Ancient Egyptian tomb in the Valley of the Queens

QV30, also known as the tomb of Nebiri, is an ancient Egyptian tomb in the Valley of the Queens, in the Theban Necropolis, on the west bank of the Nile opposite Luxor, Egypt. It was cut during the Eighteenth Dynasty for Nebiri, overseer of the royal stables under Thutmose III.

== History ==

QV30 was built during the Eighteenth Dynasty as the burial of Nebiri, overseer of the royal stables of Thutmose III; the tomb was probably robbed soon after it was made. The tomb was later reused in the Roman period.

=== Excavation and documentation ===

QV30 was discovered in 1904 by the Italian Archaeological Expedition directed by Ernesto Schiaparelli, who found that it had already been robbed.
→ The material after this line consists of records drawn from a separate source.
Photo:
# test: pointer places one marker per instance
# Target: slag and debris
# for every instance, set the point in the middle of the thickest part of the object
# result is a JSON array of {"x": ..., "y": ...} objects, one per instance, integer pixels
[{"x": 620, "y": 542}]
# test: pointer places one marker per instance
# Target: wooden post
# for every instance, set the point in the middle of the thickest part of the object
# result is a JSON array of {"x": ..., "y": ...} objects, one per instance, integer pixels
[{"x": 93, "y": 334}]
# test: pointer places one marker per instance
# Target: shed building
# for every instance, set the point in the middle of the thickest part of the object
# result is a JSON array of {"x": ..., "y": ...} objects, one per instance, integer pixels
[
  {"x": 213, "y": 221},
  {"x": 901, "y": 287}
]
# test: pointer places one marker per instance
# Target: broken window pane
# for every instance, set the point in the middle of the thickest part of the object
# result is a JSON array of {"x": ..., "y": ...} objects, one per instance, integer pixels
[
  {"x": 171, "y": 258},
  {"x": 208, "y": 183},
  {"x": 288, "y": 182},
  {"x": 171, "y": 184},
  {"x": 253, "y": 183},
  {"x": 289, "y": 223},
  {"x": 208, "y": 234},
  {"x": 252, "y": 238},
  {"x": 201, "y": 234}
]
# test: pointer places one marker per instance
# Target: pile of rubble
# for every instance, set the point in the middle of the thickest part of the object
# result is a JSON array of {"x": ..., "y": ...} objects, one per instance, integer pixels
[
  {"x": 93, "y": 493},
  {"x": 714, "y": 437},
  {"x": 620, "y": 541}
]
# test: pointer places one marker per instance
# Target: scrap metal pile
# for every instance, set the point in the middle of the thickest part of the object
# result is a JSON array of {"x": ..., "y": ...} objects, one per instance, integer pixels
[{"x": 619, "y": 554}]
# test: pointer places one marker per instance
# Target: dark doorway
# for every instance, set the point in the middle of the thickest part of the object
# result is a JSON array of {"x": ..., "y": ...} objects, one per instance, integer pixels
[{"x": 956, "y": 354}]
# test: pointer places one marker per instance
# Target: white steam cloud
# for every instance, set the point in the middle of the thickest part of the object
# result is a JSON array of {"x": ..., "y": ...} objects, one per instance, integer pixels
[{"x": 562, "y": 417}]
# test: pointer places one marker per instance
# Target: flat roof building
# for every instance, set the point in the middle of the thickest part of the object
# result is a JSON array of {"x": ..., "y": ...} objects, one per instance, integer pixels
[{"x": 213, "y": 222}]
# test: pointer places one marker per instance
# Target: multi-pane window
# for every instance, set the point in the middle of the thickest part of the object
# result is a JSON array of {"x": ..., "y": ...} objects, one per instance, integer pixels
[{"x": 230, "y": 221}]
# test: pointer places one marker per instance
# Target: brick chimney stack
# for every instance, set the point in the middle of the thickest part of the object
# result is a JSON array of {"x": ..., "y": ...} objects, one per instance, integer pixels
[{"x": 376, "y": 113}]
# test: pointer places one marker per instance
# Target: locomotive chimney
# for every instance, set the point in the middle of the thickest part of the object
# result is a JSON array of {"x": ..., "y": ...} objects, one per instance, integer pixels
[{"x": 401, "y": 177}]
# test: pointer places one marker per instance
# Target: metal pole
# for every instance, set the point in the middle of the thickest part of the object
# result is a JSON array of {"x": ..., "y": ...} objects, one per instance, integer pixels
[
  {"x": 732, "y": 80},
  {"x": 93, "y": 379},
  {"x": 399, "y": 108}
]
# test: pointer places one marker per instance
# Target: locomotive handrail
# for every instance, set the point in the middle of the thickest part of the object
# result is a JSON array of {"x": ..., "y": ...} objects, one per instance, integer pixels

Schiaparelli was able to identify the owner from the canopic jars found in the burial, which are preserved in the Museo Egizio in Turin.

The tomb was mapped by the Theban Mapping Project in 1981. In 1986 it was surveyed and documented by a Franco-Egyptian mission of the CNRS and the Supreme Council of Antiquities. Between 2006 and 2008 it was also documented by a joint mission of the Getty Conservation Institute and the Supreme Council of Antiquities.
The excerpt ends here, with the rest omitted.